Stream: git-wasmtime

Topic: wasmtime / PR #5854 riscv64: Improve `ctz`/`clz`/`cls` co...


view this post on Zulip Wasmtime GitHub notifications bot (Feb 22 2023 at 20:14):

afonso360 opened PR #5854 from riscv64-ctlz-improvments to main:

:wave: Hey,

This PR started by fixing the lowering rules for ctz. The base rule had (if-let $false (has_zbb)), but the rule for i8/i16 depended on both Zbb and Zbs. Which meant that if we only had Zbb we had no valid rule for lowering i8/i16. The fuzzer found this on https://github.com/bytecodealliance/wasmtime/pull/5844#issuecomment-1439854777.

I also ended up improving codegen for these instructions in a number of cases. We try to avoid the base case as much as possible since it involves a loop.

We can now avoid requiring Zbs in all cases by falling back to an ori or or instruction instead to set a single bit.

It also moves some constructors around and other misc stuff since we have a bunch of rules all over the files. I'm trying to collect the ones I find at the top of the file.

view this post on Zulip Wasmtime GitHub notifications bot (Feb 22 2023 at 20:15):

afonso360 edited PR #5854 from riscv64-ctlz-improvments to main:

:wave: Hey,

This PR started by fixing the lowering rules for ctz. The base rule had (if-let $false (has_zbb)), but the rule for i8/i16 depended on both Zbb and Zbs. Which meant that if we only had Zbb we had no valid rule for lowering i8/i16. The fuzzer found this on https://github.com/bytecodealliance/wasmtime/pull/5844#issuecomment-1439854777.

I also ended up improving codegen for these instructions in a number of cases. We try to avoid the base case as much as possible since it involves a loop.

We can now avoid requiring Zbs in all cases by falling back to an ori or or instruction instead to set a single bit.

It also moves some constructors around and other misc stuff since we have a bunch of rules all over the files. I'm trying to collect the ones I find at the top of the file.

It's been fuzzing for about an hour, I'll update this if it finds anything.

view this post on Zulip Wasmtime GitHub notifications bot (Mar 13 2023 at 12:51):

afonso360 updated PR #5854 from riscv64-ctlz-improvments to main.

view this post on Zulip Wasmtime GitHub notifications bot (Mar 13 2023 at 12:52):

afonso360 has marked PR #5854 as ready for review.

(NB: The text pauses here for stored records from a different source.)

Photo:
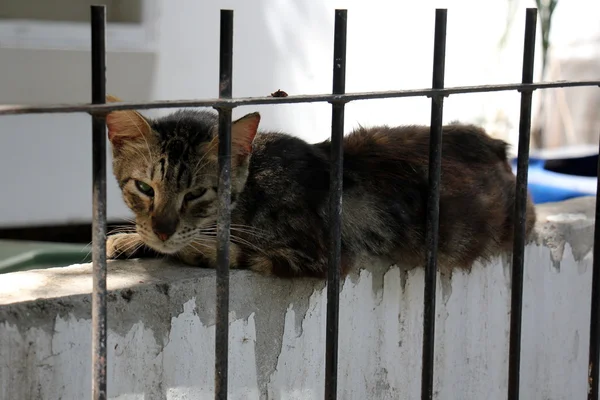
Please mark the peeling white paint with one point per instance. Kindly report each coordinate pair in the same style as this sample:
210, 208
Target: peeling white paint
379, 342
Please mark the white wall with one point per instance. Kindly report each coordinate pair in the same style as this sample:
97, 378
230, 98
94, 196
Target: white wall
45, 171
162, 346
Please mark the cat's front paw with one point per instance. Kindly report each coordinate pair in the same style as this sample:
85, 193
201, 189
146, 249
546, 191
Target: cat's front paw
122, 245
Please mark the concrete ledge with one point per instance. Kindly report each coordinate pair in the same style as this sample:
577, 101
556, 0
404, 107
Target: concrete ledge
161, 328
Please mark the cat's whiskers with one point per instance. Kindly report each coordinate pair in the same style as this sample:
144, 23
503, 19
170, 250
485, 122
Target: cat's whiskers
132, 244
235, 239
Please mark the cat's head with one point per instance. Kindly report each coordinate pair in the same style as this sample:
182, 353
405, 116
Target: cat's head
167, 170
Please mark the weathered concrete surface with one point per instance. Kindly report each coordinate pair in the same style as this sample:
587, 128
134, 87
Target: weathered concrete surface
161, 328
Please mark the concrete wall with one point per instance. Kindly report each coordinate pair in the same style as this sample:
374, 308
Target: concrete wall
161, 328
278, 44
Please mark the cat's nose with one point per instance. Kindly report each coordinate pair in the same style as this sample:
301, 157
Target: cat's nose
164, 228
162, 236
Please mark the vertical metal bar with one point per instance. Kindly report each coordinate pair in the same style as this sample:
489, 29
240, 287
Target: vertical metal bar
224, 218
433, 204
335, 206
514, 361
594, 353
98, 18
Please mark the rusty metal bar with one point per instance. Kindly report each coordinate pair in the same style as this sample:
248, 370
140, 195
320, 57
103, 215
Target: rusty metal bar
246, 101
433, 205
99, 328
224, 217
594, 354
514, 360
335, 206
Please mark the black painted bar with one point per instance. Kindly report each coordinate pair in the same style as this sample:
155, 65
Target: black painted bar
514, 360
433, 204
98, 18
594, 354
224, 218
335, 206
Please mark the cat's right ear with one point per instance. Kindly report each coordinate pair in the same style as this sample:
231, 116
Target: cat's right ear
126, 125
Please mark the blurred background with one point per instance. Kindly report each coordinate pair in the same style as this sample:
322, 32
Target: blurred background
162, 50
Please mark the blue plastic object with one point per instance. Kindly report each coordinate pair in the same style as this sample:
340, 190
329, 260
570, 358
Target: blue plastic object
561, 174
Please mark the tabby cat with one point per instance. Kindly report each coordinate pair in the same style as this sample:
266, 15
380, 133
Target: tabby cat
167, 170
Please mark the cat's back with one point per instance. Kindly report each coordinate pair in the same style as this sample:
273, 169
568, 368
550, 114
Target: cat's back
282, 163
460, 142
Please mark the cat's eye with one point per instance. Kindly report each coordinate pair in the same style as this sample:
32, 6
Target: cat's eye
144, 188
190, 196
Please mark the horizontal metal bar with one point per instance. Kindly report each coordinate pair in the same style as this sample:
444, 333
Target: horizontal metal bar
247, 101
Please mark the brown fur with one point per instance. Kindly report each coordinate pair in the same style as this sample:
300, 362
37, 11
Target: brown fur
280, 194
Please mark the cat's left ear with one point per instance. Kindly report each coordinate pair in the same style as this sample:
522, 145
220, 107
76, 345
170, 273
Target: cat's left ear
126, 125
243, 132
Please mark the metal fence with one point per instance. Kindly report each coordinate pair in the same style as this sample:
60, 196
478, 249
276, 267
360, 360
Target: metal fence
224, 105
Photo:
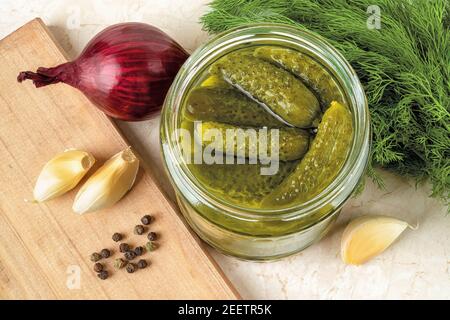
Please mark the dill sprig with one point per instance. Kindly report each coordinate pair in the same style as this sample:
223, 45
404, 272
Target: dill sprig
404, 67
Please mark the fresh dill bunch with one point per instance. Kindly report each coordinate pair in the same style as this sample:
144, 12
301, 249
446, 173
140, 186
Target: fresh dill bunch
404, 68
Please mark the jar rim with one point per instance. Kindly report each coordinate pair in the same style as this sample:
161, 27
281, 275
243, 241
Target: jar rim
318, 46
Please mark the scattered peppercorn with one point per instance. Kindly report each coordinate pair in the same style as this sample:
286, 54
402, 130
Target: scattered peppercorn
139, 251
95, 257
131, 267
139, 229
130, 255
120, 263
152, 236
124, 247
103, 274
147, 219
151, 246
117, 237
98, 267
142, 264
105, 253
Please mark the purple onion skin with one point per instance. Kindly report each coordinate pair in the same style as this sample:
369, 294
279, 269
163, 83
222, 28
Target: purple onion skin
125, 70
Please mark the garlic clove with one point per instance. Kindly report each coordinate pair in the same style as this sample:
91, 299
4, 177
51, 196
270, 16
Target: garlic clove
368, 236
108, 184
61, 174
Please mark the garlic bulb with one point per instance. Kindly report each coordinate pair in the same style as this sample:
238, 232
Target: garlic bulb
368, 236
108, 184
61, 174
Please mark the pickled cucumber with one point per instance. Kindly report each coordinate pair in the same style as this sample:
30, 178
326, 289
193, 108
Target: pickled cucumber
273, 87
321, 163
228, 106
306, 68
292, 142
242, 184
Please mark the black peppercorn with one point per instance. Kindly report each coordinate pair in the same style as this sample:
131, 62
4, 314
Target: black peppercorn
117, 237
124, 247
152, 236
120, 263
98, 267
142, 264
147, 219
103, 274
130, 255
151, 246
95, 257
105, 253
139, 229
131, 267
139, 251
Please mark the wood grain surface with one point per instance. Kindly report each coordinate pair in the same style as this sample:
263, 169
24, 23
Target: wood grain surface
45, 248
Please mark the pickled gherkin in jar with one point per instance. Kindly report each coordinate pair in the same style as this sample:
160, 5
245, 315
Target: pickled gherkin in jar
305, 68
228, 106
241, 184
291, 143
274, 88
268, 88
322, 162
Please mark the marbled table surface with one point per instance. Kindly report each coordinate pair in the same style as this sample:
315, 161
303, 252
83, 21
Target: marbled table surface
417, 266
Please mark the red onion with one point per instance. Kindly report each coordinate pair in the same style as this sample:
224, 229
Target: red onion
125, 70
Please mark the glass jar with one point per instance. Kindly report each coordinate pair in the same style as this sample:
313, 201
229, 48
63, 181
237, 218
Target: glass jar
261, 234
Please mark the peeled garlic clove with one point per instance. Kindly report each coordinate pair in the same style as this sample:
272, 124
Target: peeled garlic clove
108, 184
61, 174
368, 236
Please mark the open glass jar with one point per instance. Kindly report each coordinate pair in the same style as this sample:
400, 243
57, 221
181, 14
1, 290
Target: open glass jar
257, 233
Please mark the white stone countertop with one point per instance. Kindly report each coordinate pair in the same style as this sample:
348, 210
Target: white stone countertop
417, 266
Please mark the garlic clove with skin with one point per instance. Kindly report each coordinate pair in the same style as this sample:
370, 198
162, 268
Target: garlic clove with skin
61, 174
368, 236
108, 184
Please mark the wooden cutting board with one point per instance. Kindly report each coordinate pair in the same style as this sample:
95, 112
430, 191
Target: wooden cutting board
45, 248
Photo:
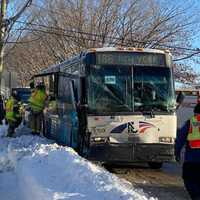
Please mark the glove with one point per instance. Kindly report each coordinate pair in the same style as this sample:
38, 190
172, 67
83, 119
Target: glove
177, 158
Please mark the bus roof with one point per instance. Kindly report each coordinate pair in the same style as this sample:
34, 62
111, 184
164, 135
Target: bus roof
56, 67
128, 49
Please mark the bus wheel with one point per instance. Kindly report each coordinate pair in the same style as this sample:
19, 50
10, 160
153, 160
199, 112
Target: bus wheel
155, 165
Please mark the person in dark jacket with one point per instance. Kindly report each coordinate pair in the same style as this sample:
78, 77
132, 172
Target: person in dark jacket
2, 110
189, 136
13, 115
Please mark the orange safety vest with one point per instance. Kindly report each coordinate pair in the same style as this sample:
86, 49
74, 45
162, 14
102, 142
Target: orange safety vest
194, 132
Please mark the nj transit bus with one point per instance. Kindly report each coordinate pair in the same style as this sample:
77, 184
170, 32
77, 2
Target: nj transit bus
114, 105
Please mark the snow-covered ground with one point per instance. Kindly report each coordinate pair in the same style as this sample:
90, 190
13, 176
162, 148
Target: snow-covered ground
32, 168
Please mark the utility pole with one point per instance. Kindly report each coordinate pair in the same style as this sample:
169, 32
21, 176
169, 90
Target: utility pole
2, 34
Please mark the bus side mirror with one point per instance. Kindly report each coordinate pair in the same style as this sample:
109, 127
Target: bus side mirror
82, 107
180, 98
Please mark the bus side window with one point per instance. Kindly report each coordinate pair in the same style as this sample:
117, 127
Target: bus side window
65, 95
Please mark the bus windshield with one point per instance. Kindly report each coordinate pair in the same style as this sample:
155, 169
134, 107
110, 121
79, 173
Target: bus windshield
153, 89
130, 89
110, 89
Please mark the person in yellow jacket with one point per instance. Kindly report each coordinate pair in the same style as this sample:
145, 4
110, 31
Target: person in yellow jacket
13, 115
37, 104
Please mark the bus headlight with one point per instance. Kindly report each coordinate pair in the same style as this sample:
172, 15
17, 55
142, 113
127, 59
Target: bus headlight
166, 140
100, 139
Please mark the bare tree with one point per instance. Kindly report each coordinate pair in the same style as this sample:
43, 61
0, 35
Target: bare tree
68, 27
6, 25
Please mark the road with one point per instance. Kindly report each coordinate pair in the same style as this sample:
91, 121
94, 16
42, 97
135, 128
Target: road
165, 183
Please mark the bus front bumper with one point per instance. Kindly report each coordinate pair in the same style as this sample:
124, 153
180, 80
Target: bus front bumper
114, 152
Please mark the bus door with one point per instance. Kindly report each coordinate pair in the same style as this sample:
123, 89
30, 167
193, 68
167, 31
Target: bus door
68, 119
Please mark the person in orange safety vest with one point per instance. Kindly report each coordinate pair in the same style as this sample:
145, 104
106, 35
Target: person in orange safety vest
189, 136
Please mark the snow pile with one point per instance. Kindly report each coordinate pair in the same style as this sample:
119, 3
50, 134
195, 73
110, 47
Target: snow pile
45, 171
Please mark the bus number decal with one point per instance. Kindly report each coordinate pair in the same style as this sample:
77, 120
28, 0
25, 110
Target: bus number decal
131, 128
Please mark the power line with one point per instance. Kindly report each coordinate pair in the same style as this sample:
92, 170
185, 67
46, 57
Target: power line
196, 50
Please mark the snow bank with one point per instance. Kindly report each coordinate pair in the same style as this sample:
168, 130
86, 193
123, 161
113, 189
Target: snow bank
46, 171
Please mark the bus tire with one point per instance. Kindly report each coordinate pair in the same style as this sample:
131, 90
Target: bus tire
155, 165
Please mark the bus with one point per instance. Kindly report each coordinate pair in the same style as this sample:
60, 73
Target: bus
113, 105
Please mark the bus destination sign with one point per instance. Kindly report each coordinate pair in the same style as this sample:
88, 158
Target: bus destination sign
118, 58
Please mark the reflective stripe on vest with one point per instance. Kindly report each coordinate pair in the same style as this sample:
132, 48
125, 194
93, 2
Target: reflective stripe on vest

view this post on Zulip Wasmtime GitHub notifications bot (Mar 13 2023 at 22:34):

jameysharp submitted PR review.

view this post on Zulip Wasmtime GitHub notifications bot (Mar 13 2023 at 22:34):

jameysharp submitted PR review.

view this post on Zulip Wasmtime GitHub notifications bot (Mar 13 2023 at 22:34):

jameysharp created PR review comment:

I want to note that the uses of fits_in_64 in the "Restrict lowering rules for ctz/clz" commit should be harmless but shouldn't be necessary. Since the rule for $I128 has higher priority, and since ctz/clz/cls accept only integer types, the only types which could reach the general rule are I8-I64.

It's definitely good to be consistent across rules for whether we're explicit about checking fits_in_64 or not. And it's probably good to be explicit since it serves as a kind of documentation. Currently, doing this causes ISLE to generate slightly worse code, but it's probably not measurably worse, and I hope to fix it eventually anyway.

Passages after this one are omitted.